Già all’inizio di quest’anno, discutevamo animatamente su quanto fosse paradossale l’annuncio del Ministro dell’Interno Minniti di voler costruire un CIE in ogni regione. E di quanto tutto questo riportasse tristemente la memoria indietro ai proclami di Maroni. Eppure, trascorsi alcuni mesi, ecco che i propositi del ministro Minniti cominciano a concretizzarsi, a seguito anche della conversione in legge del Decreto Minniti-Orlando n.13/2017 avvenuta lo scorso 12 aprile. Il Viminale ha, infatti, annunciato la costruzione di undici nuovi centri permanenti per i rimpatri (ammantati di un nuovo nome “CPR”, ma di fatto risorti, nella maggior parte dei casi, sulle ceneri dei vecchi CIE, alcuni chiusi da tempo) per far fronte alla cosiddetta “emergenza migranti”. L’elenco è stato comunicato lunedì 8 maggio alle Regioni dal ministero dell’Interno.
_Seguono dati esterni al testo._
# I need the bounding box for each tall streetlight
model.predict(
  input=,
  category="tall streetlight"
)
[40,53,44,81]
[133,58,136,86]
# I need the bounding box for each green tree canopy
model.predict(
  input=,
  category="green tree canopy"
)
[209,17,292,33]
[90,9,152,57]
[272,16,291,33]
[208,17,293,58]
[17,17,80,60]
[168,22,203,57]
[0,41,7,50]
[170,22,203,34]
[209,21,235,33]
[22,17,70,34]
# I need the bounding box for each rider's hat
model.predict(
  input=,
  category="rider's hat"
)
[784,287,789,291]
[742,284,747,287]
E la lista, pubblicata successivamente dal Corriere della Sera: in Lombardia si utilizzerà la Caserma di Montichiari, in Friuli Venezia Giulia il centro di Gradisca d’Isonzo, in Piemonte il vecchio Cie, nel Lazio il centro di Ponte Galeria, a Roma, in Campania la Caserma Andolfato di Santa Maria Capua Vetere, in Basilicata Palazzo San Gervaso, in Sardegna il carcere dismesso di Iglesias, in Sicilia il Cie di Caltanissetta, in Emilia Romagna il Cie di Modena, in Puglia il Cie di Bari Paese, in Calabria la struttura di Mormanno. In tutto si tratta di 1.100 posti, destinati ad aumentare. Anche Veneto, Liguria e Toscana dovranno, poi individuare un luogo in cui sistemare almeno cento persone per regione.
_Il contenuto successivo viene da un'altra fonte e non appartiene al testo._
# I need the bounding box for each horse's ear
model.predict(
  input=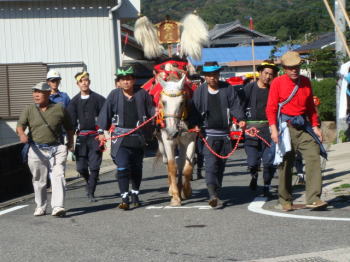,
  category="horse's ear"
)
[178,74,186,90]
[157,75,167,89]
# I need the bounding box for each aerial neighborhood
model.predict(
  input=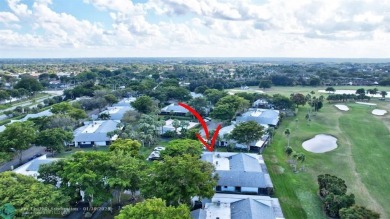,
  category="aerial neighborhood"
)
[0,59,387,219]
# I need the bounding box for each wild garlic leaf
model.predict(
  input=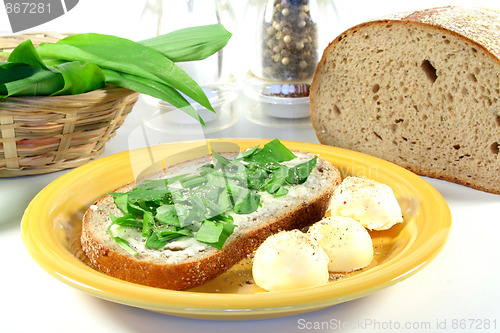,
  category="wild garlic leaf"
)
[1,39,105,97]
[196,220,236,250]
[245,138,296,166]
[218,188,233,212]
[264,176,287,195]
[233,190,261,214]
[139,24,232,62]
[126,187,170,203]
[274,186,289,197]
[102,68,205,126]
[109,213,143,229]
[142,211,154,238]
[0,66,63,97]
[8,39,49,70]
[286,156,318,185]
[111,236,138,256]
[211,150,233,169]
[0,62,36,84]
[51,61,105,95]
[155,205,181,227]
[139,179,169,190]
[240,145,260,159]
[212,222,236,250]
[195,220,222,244]
[145,228,191,249]
[112,193,129,214]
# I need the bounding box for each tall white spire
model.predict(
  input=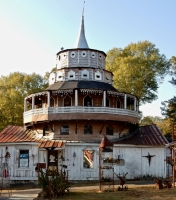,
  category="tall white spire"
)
[74,2,89,49]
Ovviamente questo annuncio segue un reiterato balletto di cifre e percentuali sui futuri sbarchi (o “invasioni”, a detta della stampa), che anch’esso si ripete ciclicamente prima di ogni estate. Secondo i dati dell’Unchr, infatti, solo nell’ultimo fine settimana sono 6mila gli arrivi per un totale di 43mila migranti arrivati in Italia da inizio anno, oltre 10mila in più del 2016. Aumentano, tuttavia, anche i morti nel Mediterraneo (a dispetto di quanto sostenuto nell’aspra polemica che vede coinvolte le ONG): sempre secondo i dati dell’agenzia Onu sono oltre 1.300 i morti dall’inizio dell’anno, 250 solo nell’ultimo fine settimana. La media dei morti in mare quindi sarebbe di oltre dieci al giorno. Cifre da brivido che dovrebbero far riflettere ben oltre le polemiche di questi ultimi giorni.
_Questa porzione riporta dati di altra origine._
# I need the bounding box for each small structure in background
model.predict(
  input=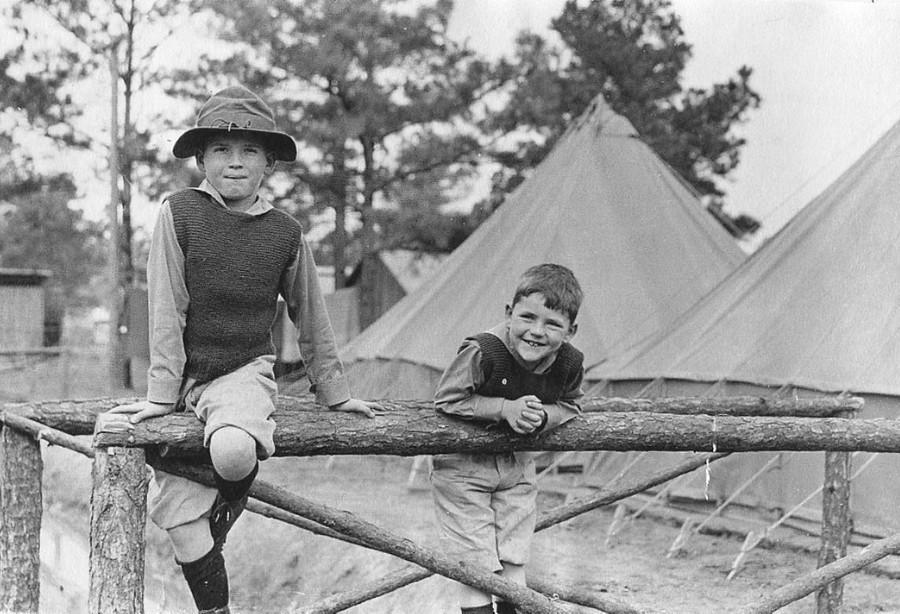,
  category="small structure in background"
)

E i dati dell’UNCHR coinciderebbero con quelli del ministero degli Interni. L’Italia ha registrato 43.245 arrivi via mare nel 2017, con un aumento del 38,54% rispetto allo scorso anno, segnando il record assoluto per il nostro Paese. E intanto, a tale proposito, proseguono i lavori della commissione Difesa del Senato, che sta studiando le nuove regole per i soccorsi in mare. L’orientamento – scrive il Corriere della Sera – “è quello di ‘suggerire’ la fissazione di almeno due nuove regole per evitare ‘sospetti’ contro le Ong”. La prima dovrebbe prevedere l’affidamento di tutte le operazioni di soccorso alla Guardia Costiera; la seconda riguarderebbe la registrazione di tutti gli equipaggi delle Ong per evitare che possano esserci “collusioni con gli scafisti”.
Si attende dunque l’estate per la “ri-apertura” di nuovi aberranti luoghi di detenzione che sulla base dell’esperienza passata si sono dimostrate strutture costose, nelle quali molto spesso i migranti sono stati sottoposti a trattamenti inumani e degradanti. Una scelta, questa del Governo, in netta controtendenza a quanto chiesto da numerose associazioni che, da anni, invece, ne vorrebbero la totale chiusura.
Si prospetta un periodo preoccupante e che richiederà un attento monitoraggio della società civile del pieno rispetto dei diritti di ogni persona che in questi CPR verrà reclusa.